Along with this set of topics, there has also been a focus on efforts to actually build and deploy systems — and this special issue will showcase some of the papers from the conference that focus on this area. One mechanism the conference has supported that has successfully done this is the D4GX Immersion Day program. Through this program, graduate students are air-dropped into non-profit organizations or municipalities for a few days. While they are there, the goal is for them to assist the non-profit leadership or local government officials in developing a data strategy or to explore how to utilize their existing data more effectively. Not only has this model enabled non-profits and governments to cheaply execute a data science project, but also it has helped build enduring relationships.

Papers in this issue

Over the past three years (2015–2017), nearly 150 papers have been presented at the Data for Good Exchange. In this special issue, we present 9 of the best papers on human services from 2017. When taken together, they give a provocative hint of what data for good could mean.

The first three papers approach traditional public health problems using new methodologies and new data sets. “Hiding in Plain Sight: Insights About Healthcare Trends Gained Through Open Health Data,” by Ravi Rao and Daniel Clarke, looks at data released by the New York Statewide Planning and Research Cooperative System to understand the changing nature of health care needs and costs. “Food for Thought: Analyzing Public Opinion on the Supplemental Nutrition Assistance Program,” by Miriam Chappelka, Jihwan Oh, Dorris Scott and Mizzani Walker-Holmes, draws from social media posts and news articles to understand how public health intervention is framed and understood by the population. Last, “Data Science: A Powerful Catalyst for Cross-Sector Collaborations to Transform the Future of Global Health — Developing a New Interactive Relational Mapping Tool,” by Barbara Bulc, Cassie Landers, Katherine Driscoll and Jeff Mohr, explores how to approach the Sustainable Development Goals (SDGs). These papers simply could not have existed before open data libraries and electronic text repositories existed. Together, they give a very different light on how to design and implement public health interventions. In particular, social media has been an increasingly crucial window to understanding behaviour, and to do so properly requires both the methods of machine learning and natural language processing and the theoretical framework provided by social science.

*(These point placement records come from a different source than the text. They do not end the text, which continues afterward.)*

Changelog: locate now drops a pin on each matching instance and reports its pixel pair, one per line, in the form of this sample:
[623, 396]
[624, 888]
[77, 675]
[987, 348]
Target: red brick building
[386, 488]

Closely related to these core public health papers are those that examine government services and their public health effects. “Predictors of Re-admission for Homeless Families in New York City: The Case of the Win Shelter Network,” by Constantine E. Kontokosta, Boyeong Hong, Awais Malik, Ira Bellach, Xueqi Huang, Kristi Korsberg, Dara Perl and Avikal Somvanshi, creates a unified database of the homeless population served by the Win Shelter Network and explores how machine learning can predict whether these services are being used effectively or not. “Exploring the Urban-Rural Incarceration Divide: Drivers of Local Jail Incarceration Rates in the U.S.,” by Rachael Weiss Riley, Jacob Kang-Brown, Chris Mulligan, Soumyo Chakraborty, Vinod Valsalam and Christian Henrichson, uses a generalized estimated equations model on more than a decade of county jail records to reveal the economic roots of relative jail propensity.

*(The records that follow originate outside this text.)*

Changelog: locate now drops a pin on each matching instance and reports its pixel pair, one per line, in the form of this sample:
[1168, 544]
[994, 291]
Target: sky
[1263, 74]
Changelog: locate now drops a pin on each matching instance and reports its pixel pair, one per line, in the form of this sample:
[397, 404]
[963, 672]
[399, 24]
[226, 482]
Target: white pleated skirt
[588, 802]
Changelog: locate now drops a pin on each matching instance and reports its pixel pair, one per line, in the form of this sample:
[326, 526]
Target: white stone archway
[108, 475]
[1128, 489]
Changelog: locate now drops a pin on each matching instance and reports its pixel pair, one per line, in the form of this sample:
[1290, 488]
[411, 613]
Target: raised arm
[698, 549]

Another category of work looks at how to develop governmental services via machine learning. “Machine Learning for Drug Overdose Surveillance,” by Daniel B. Neill and William Herlands, leverages data from New York City in an attempt to pinpoint sub-areas that are epicenters of opioid overdoses. “Can Machine Learning Create an Advocate for Foster Youth?” by Meredith Brindley, James Heyes, and Darrell Booker, applies machine learning methods to aid youth as they age out of the foster care system. In both of these cases, the problem of delivering services is an old one but the question being studied is how to determine the best way to deliver those services with algorithmic means. The final paper in this category is “Measuring the Unmeasurable — A Project of Domestic Violence Risk Prediction and Management” by Ya-Yun Chen, Yu-Hsiu Wang, Yi-Shan Hsieh, Jing-Tai Ke, Chia-Kai Liu, Sue-Chuan Chen and T. C. Hsieh, that applies machine learning to figure out how to allocate resources effectively to reduce domestic violence.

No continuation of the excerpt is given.